The downloader places different time series in their own subdirectories.
As an example, if we used this tool to download:
- daily data for the:
- Bitcoin to USD exchange rates (BTC=),
- Google stock price (GOOGL.O), and
- Nvidia stock price (NVDA.O),
- no hourly data,
- minute data for the:
- Amazon stock price (AMZN.O),
- Australian to US dollar exchange rate (AUD=), and
- Nvidia stock price (NVDA.O),
- and tick data for the stocks:
- Spotify (SPOT.K),
- Tesla (TSLA.O), and
- Twitter (TWTR.K)
then the directory structure would appear as:
>>> tree database -L 2
database
├── daily
│ ├── RIC BTC=
│ ├── RIC GOOGL.O
│ └── RIC NVDA.O
├── hour
├── minute
│ ├── RIC AMZN.O
│ ├── RIC AUD=
│ └── RIC NVDA.O
└── tick
├── RIC SPOT.K
├── RIC TSLA.O
└── RIC TWTR.K
Note that the time series at the different frequencies are treated separately. Above, NVDA.O was downloaded at both daily and minute frequencies, though to the downloader tool this is not treated any differently.

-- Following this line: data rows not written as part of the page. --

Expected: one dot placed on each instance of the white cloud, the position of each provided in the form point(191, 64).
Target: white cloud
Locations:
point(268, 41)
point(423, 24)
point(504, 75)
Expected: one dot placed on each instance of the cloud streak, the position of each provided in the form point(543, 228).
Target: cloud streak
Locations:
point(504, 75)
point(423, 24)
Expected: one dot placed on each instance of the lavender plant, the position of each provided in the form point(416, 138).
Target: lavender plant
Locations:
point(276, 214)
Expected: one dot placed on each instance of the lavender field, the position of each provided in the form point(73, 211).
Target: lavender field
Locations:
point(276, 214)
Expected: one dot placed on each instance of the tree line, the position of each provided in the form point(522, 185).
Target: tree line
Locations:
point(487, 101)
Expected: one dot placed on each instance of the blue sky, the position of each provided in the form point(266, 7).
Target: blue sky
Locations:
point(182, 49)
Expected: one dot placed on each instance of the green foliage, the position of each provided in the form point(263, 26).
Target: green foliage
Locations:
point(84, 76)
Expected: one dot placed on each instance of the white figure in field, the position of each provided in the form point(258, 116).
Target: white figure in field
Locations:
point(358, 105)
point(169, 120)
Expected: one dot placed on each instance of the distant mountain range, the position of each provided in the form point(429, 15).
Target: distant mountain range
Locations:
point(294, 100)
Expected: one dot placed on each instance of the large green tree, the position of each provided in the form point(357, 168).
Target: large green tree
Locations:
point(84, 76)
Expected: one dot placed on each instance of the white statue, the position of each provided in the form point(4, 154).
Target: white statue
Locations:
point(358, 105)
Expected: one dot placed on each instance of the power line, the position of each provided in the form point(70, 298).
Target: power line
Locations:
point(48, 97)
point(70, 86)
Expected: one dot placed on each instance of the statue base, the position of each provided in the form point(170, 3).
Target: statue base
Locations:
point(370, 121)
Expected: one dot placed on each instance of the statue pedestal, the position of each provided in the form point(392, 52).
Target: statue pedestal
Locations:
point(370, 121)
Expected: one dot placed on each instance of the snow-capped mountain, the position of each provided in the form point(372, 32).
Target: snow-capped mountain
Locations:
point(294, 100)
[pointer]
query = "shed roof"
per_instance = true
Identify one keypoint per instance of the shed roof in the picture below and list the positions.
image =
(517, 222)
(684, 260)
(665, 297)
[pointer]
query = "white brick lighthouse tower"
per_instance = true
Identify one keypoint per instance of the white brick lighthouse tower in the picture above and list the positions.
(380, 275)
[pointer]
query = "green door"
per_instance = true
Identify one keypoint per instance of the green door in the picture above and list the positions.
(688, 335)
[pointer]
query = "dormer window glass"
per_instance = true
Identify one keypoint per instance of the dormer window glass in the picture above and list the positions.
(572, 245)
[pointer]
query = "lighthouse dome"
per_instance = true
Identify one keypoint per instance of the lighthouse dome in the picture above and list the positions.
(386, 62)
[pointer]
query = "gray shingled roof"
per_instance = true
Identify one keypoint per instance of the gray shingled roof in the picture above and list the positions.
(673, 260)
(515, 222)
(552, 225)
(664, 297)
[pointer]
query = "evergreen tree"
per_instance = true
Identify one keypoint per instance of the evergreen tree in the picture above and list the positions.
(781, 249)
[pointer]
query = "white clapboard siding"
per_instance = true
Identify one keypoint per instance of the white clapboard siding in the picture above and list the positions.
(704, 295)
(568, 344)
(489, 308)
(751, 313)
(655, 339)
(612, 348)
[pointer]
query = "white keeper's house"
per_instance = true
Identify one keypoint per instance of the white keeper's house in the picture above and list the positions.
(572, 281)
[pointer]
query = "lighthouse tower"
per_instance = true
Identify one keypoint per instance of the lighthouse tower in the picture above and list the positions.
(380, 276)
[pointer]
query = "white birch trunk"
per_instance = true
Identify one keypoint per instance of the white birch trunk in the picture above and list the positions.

To download the longest possible time-series for specific RIC (e.g. AAPL.O) at a chosen sampling frequency (e.g. minute), we are forced to make multiple requests to Eikon. This is because Eikon put on many restrictions on downloads. Specifically, Eikon allows:
- one data request each 5 seconds,
- a maximum of 5 MB per minute,
- an unclear limit on the number of data-points per request for non-tick data,
- a limit of 50,000 rows for tick data.
As such, data is requested in small chunks. Tick data is downloaded in hour-sized chunks, while for minute-by-minute data we download it each day at a time. Daily data is downloaded each year-by-year. The chunks are saved as Comma Separated Value (CSV) files, with the filenames giving the date range it contains.
database
├── daily
│ ├── RIC BTC=
│ │ ├── 1980.csv
│ │ ├── 1981.csv
│ │ ├── ...
│ │ ├── 2020.csv
│ │ └── 2021.incomplete.csv
│ ├── RIC GOOGL.O
│ │ ├── 1980.csv
│ │ ├── 1981.csv
│ │ ├── ...
│ │ ├── 2020.csv
│ │ └── 2021.incomplete.csv
│ └── RIC NVDA.O
│ ├── 1980.csv
│ ├── 1981.csv
│ ├── ...
│ ├── 2020.csv
│ └── 2021.incomplete.csv
├── hour
├── minute
│ ├── RIC AMZN.O
│ │ ├── 2020-10-22.csv
│ │ ├── 2020-10-23.csv
│ │ ├── ...
│ │ ├── 2021-10-23.csv
│ │ └── 2021-10-24.incomplete.csv
│ ├── RIC AUD=
│ │ ├── 2020-10-22.csv
│ │ ├── 2020-10-23.csv
│ │ ├── ...
│ │ ├── 2021-10-23.csv
│ │ └── 2021-10-24.incomplete.csv
│ └── RIC NVDA.O
│ ├── 2020-10-21.csv
│ ├── 2020-10-22.csv
│ ├── ...
│ ├── 2021-10-23.csv
│ └── 2021-10-24.incomplete.csv
└── tick
├── RIC SPOT.K
│ ├── 2021-07-24 04-00-00.csv
│ ├── 2021-07-24 05-00-00.csv
│ ├── ...
│ ├── 2021-10-23 05-00-00.csv
│ └── 2021-10-23 06-00-00.incomplete.csv
├── RIC TSLA.O
│ ├── 2021-07-24 04-00-00.csv
│ ├── 2021-07-24 05-00-00.csv
│ ├── ...
│ ├── 2021-10-23 05-00-00.csv
│ └── 2021-10-23 06-00-00.incomplete.csv
└── RIC TWTR.K
├── 2021-07-26 07-00-00.csv
├── 2021-07-26 08-00-00.csv
├── ...
├── 2021-09-20 04-00-00.csv
└── 2021-09-20 05-00-00.csv
We keep track of the time periods which have not been fully observed, i.e. the most recent time periods. For example, if the date is 2021-10-25, and we are downloading daily data (which is downloaded each year at a time), then the last full year we can download is 2020 and this is saved as '2020.csv'. The downloader tool will download the 2021 daily data, but as the dates between 2021-10-25 and 2021-12-31 are not yet observable, the tool will save this file as '2021.incomplete.csv'.
Later, if we run the downloader tool on 2021-11-25 to update the database with the most recent data, then these 'incomplete' files will be updated. First, the incomplete files are renamed as a form of back-up (in this example, '2021.incomplete.csv' would be renamed as '.2021.incomplete.csv'), then the daily data from 2021-01-01 to 2021-11-25 would be requested, and this would form the new '2021.incomplete.csv' file. Only this year would be redownloaded; previous years of data would not be redownloaded as that would waste time and use up our Eikon download allowance.
When one time period has no data available (e.g. there are usually no trades on Sundays recorded), then an empty CSV file with the relevant date is created so that the downloader tool does not waste time trying to redownload the non-existent data in the future.